Weka probability maps
Description
Performs pixel classification using the WEKA Trainable Segmentation plugin.This module loads a previously-saved WEKA classifier model and applies it to the input image. It then returns the multi-channel probability map.
Image stacks are processed in 2D, one slice at a time.
Parameters
- Input image (default = "") Image to apply pixel classification to.
- Convert to RGB (default = "false") Converts a composite image to RGB format. This should be set to match the image-type used for generation of the model.
- Output image (default = "") Output probability map image.
- Output bit depth (default = "32") By default images will be saved as floating point 32-bit (probabilities in the range 0-1); however, they can be converted to 8-bit (probabilities in the range 0-255) or 16-bit (probabilities in the range 0-65535). This is useful for saving memory or if the output probability map will be passed to image threshold module.
- Output single class (default = "false") Allows a single class (image channel) to be output. This is another feature for reducing memory usage.
- Output class (default = "1") Class (image channel) to be output. Channel numbering starts at 1.
- Path type (default = "Specific file") Method to use for generation of the classifier filename:
- "Matching format" Will generate a name from metadata values stored in the current workspace. This is useful if the classifier varies from input file to input file.
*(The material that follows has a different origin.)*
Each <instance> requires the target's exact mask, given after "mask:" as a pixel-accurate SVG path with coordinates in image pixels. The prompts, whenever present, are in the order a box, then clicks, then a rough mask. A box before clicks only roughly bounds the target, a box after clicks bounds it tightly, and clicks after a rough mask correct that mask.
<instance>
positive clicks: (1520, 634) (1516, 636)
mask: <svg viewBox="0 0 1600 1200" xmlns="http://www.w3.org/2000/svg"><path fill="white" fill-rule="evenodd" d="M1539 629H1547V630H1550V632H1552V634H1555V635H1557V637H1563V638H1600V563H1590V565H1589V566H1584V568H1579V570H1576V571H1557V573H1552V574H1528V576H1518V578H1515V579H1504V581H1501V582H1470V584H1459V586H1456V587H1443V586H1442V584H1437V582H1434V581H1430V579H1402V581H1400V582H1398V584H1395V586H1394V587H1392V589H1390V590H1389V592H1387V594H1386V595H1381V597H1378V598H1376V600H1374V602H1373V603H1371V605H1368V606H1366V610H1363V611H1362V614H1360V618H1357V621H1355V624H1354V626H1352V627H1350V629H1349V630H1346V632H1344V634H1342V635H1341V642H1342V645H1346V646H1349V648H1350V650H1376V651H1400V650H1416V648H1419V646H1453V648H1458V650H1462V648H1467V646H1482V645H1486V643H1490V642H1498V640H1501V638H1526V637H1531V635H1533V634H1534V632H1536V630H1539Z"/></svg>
- "Specific file" Will load the classifier file at a specific location. This is useful if the same file is to be used for all input files.
- Generic format (default = "") Format for a generic filename. Plain text can be mixed with global variables or metadata values currently stored in the workspace. Global variables are specified using the "V{name}" notation, where "name" is the name of the variable to insert. Similarly, metadata values are specified with the "M{name}" notation.
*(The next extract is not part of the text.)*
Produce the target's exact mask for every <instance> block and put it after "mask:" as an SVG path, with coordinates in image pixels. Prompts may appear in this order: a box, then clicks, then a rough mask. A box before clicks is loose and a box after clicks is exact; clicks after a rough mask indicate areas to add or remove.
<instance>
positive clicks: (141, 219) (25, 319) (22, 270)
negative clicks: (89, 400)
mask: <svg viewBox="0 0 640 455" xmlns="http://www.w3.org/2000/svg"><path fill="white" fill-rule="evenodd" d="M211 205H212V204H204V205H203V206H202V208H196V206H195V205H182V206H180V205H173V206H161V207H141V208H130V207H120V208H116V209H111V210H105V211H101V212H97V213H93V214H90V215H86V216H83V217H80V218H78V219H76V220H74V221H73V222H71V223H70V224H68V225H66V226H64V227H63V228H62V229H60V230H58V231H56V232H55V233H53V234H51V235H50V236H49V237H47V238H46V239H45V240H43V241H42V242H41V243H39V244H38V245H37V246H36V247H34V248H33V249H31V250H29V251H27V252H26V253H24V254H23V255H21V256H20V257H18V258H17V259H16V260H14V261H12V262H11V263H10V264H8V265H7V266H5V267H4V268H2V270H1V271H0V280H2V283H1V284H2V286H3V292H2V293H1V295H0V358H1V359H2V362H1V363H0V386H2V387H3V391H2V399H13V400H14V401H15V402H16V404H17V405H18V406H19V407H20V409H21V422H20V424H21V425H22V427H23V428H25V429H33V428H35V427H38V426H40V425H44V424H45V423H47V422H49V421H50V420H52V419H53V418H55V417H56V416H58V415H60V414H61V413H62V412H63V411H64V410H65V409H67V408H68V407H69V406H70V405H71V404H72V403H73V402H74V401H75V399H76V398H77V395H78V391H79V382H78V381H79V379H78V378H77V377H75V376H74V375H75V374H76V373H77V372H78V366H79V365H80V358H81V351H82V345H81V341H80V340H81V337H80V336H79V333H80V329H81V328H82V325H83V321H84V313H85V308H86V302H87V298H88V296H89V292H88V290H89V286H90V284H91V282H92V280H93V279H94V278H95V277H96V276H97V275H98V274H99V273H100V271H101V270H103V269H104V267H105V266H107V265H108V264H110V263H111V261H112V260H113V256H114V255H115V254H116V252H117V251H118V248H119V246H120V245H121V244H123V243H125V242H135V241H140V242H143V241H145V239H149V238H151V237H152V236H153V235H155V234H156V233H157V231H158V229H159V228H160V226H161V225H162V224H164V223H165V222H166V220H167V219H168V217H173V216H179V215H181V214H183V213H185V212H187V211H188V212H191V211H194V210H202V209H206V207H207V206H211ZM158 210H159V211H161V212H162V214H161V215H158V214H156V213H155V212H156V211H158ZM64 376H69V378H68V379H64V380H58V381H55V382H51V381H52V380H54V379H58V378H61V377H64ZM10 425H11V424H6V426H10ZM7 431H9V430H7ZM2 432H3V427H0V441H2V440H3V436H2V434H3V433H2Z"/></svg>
- Available metadata fields (default = "") List of the currently-available metadata values for this workspace. These can be used when compiling a generic filename.
- Classifier file path (default = "") Path to the classifier file (.model extension). This file needs to be created manually using the WEKA Trainable Segmentation plugin included with Fiji.
- Simultaneous slices (default = "1") Number of image slices to process at any given time. This reduces the memory footprint of the module, but can slow down processing.
- Tile factor (default = "1") Number of tiles per dimension each image will be subdivided into for processing. For example, a tile factor of 2 will divide the image into a 2x2 grid of tiles. This reduces the memory footprint of the module.